He said such incidents as what happened early are not entirely without precedent, but each must be handled very carefully. d'Hamilton wished to know why Jorvik did not have an official relationship with Biancosh; the Senior Senator replied that relations with borderlands are tricky things, and their politics are infamously byzantine. Favoring one may draw the ire of five more, and perhaps be seen by other nations as some form of shrewd maneuvering. Were we not, by example, panicked to know of Vye's growing activity in Biancosh?

d'Hamilton wished to take his companions and "escort" the Vye contingent out of Jorvik "safely". Senator d'Hutchingson agreed that was prudent course of action, and send messengers out into the town to try and find some volunteers to bolster the party. He left the ultimate decision up to his junior, since he had become so embroiled in this affair, however unwillingly.

*Go West, young men*

After a short night's sleep, the group reconvened to plan their next course of action. The scouts from last night had been able to confirm that the riders from Vye had headed West along the Pike. Also, d'Hutchingson's messages had yielded a few volunteers, who stood ready to ride with the party.


----------



## Castlin (Oct 5, 2007)

*The Characters*

Allow me to introduce the characters.

*Wilhelm Plattsburgh:* Wilhelm is a prophet from Gasmithon, who is traveling with Olaf to learn more about the garoulin which have begun to threaten their land. He receives sporadic and often conflicting visions.

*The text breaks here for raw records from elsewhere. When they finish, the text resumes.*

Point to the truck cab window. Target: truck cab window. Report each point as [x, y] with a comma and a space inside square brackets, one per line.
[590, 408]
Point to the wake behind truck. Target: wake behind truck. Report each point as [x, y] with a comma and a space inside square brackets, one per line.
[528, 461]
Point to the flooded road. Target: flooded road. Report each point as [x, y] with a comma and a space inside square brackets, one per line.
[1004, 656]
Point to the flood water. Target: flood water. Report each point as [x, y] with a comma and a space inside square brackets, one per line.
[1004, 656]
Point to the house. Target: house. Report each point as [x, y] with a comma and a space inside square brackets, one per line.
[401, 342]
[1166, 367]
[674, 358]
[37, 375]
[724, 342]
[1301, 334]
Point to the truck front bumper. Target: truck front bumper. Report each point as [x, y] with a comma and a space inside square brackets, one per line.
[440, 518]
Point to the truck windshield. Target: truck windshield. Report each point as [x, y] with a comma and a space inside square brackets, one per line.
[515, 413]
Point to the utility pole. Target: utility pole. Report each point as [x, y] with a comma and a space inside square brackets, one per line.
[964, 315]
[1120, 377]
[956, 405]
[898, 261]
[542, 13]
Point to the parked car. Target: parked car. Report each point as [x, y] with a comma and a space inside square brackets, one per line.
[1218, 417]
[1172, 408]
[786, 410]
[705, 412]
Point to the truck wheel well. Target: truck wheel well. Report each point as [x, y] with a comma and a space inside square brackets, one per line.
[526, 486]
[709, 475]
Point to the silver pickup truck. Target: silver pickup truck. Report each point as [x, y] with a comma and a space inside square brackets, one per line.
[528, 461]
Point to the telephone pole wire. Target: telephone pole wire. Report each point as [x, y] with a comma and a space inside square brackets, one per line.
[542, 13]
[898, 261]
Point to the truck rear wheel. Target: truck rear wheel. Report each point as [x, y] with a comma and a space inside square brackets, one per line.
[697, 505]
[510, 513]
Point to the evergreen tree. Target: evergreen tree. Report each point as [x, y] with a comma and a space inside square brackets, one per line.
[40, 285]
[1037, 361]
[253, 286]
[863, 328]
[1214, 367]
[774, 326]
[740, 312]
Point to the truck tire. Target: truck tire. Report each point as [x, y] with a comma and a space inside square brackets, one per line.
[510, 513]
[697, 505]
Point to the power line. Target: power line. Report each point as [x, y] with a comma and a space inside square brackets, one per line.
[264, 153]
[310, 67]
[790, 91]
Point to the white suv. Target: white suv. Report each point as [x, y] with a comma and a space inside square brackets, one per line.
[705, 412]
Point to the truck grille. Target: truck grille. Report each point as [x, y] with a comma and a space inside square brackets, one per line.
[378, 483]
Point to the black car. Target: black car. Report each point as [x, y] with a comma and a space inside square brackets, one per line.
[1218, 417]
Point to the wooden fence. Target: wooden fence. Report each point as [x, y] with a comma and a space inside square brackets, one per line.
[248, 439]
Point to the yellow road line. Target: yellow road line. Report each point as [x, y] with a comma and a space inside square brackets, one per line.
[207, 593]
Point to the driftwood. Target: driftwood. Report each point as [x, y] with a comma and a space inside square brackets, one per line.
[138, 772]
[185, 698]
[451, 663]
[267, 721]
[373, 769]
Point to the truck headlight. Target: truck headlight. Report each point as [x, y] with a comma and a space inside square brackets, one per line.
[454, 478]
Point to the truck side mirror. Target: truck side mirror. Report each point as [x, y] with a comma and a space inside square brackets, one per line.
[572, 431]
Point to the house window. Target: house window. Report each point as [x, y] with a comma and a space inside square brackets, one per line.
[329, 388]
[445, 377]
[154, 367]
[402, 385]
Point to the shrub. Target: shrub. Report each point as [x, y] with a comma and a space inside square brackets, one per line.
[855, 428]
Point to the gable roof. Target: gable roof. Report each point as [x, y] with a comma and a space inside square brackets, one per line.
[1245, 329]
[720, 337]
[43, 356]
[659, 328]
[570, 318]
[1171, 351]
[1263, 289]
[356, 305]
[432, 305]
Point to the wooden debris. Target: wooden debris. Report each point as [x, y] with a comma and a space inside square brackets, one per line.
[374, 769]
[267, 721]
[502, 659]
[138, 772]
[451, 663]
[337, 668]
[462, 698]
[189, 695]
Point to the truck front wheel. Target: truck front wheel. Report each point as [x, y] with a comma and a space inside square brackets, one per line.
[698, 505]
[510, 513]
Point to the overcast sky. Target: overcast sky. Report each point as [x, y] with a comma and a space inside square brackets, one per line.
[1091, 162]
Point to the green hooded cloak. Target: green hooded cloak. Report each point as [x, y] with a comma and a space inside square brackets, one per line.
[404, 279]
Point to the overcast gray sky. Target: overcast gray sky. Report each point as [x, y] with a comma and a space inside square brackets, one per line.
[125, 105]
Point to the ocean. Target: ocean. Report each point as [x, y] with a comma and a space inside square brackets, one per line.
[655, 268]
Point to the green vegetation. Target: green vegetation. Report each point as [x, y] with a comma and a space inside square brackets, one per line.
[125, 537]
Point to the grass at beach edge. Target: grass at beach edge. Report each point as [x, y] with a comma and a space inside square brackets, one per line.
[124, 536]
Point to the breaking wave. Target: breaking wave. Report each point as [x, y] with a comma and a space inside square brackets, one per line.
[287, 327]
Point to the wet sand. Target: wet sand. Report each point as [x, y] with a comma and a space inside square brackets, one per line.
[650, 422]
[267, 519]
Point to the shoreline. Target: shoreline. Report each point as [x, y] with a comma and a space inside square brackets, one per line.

*Junior Senator William d'Hamilton:* A visonary Junior Senator from the state of Lakester, William was challenged by a commander of Vye at a recent faire. He and his companions are traveling to the borderland of Biancosh to see what trouble is brewing there.

*Olaf Gunderson:* Olaf is a member of Wilhelm's clan, sent out into the world to hone his fighting skills in response to the increasing garoulin presence at its borders. He is a master of the uln sword, a blade fitted with pivoting joints to the wielder's forearm.

*Brother Carver Smythe:* Redeemed from a life of crime by the Unicorn Lodgehouse, Carver grew to be an upstanding member of society. He now works as a representative of the Lodgehouse and political adviser for Senator d'Hamilton, but has not forgotten the lessons he learned on the street at a young age.

*Ramo Gunderson:* Ramo suffered the loss of his family at a young age to a viscerid attack that devastated his borderland home. He fled with his remaining family to Jorvik, where he befriended William d'Hamilton in school. He is a gifted healer and scholar of the human condition.

Has anyone else tried using Google Docs for character management?


----------